The ladies all rose, and the gentlemen got up with them. Lapham started to follow Mrs. Corey, but the other men merely stood in their places, except young Corey, who ran and opened the door for his mother. Lapham thought with shame that it was he who ought to have done that; but no one seemed to notice, and he sat down again gladly, after kicking out one of his legs, which had gone to sleep.
They brought in cigars with coffee, and Bromfield Corey advised Lapham to take one that he chose for him. Lapham confessed that he liked a good cigar about as well as anybody, and Corey said: “These are new. I had an Englishman here the other day who was smoking old cigars in the superstition that tobacco improved with age, like wine.”
“Ah,” said Lapham, “anybody who had ever lived off a tobacco country could tell him better than that.” With the fuming cigar between his lips he felt more at home than he had before. He turned sidewise in his chair and, resting one arm on the back, intertwined the fingers of both hands, and smoked at large ease.
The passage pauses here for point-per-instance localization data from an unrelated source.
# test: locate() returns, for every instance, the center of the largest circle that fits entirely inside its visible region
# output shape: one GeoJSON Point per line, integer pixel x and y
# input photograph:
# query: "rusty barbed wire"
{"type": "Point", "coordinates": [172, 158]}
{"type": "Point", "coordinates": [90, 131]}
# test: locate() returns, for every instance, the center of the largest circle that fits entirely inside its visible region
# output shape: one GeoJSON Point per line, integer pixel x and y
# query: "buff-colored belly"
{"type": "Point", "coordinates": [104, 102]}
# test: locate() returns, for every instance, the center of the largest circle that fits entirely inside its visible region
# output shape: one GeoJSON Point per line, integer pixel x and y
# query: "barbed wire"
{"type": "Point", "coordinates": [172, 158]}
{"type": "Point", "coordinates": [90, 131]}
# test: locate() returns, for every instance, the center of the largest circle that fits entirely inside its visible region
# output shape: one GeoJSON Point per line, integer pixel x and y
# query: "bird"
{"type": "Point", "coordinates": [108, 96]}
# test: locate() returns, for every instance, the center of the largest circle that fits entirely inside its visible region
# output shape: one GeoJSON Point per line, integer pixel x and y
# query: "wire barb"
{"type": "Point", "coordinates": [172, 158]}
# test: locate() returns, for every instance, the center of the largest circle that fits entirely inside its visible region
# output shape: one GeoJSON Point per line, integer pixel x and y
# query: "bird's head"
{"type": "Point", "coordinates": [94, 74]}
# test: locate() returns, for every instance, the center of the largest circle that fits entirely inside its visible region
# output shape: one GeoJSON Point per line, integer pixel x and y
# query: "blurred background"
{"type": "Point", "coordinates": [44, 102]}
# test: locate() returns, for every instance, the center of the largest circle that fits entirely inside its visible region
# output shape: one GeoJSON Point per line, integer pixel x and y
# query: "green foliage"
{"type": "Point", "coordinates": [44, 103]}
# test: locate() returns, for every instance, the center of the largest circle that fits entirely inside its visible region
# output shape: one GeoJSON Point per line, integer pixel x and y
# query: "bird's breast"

James Bellingham came and sat down by him. “Colonel Lapham, weren’t you with the 96th Vermont when they charged across the river in front of Pickensburg, and the rebel battery opened fire on them in the water?”
Lapham slowly shut his eyes and slowly dropped his head for assent, letting out a white volume of smoke from the corner of his mouth.
“I thought so,” said Bellingham. “I was with the 85th Massachusetts, and I shan’t forget that slaughter. We were all new to it still. Perhaps that’s why it made such an impression.”
“I don’t know,” suggested Charles Bellingham. “Was there anything much more impressive afterward? I read of it out in Missouri, where I was stationed at the time, and I recollect the talk of some old army men about it. They said that death rate couldn’t be beaten. I don’t know that it ever was.”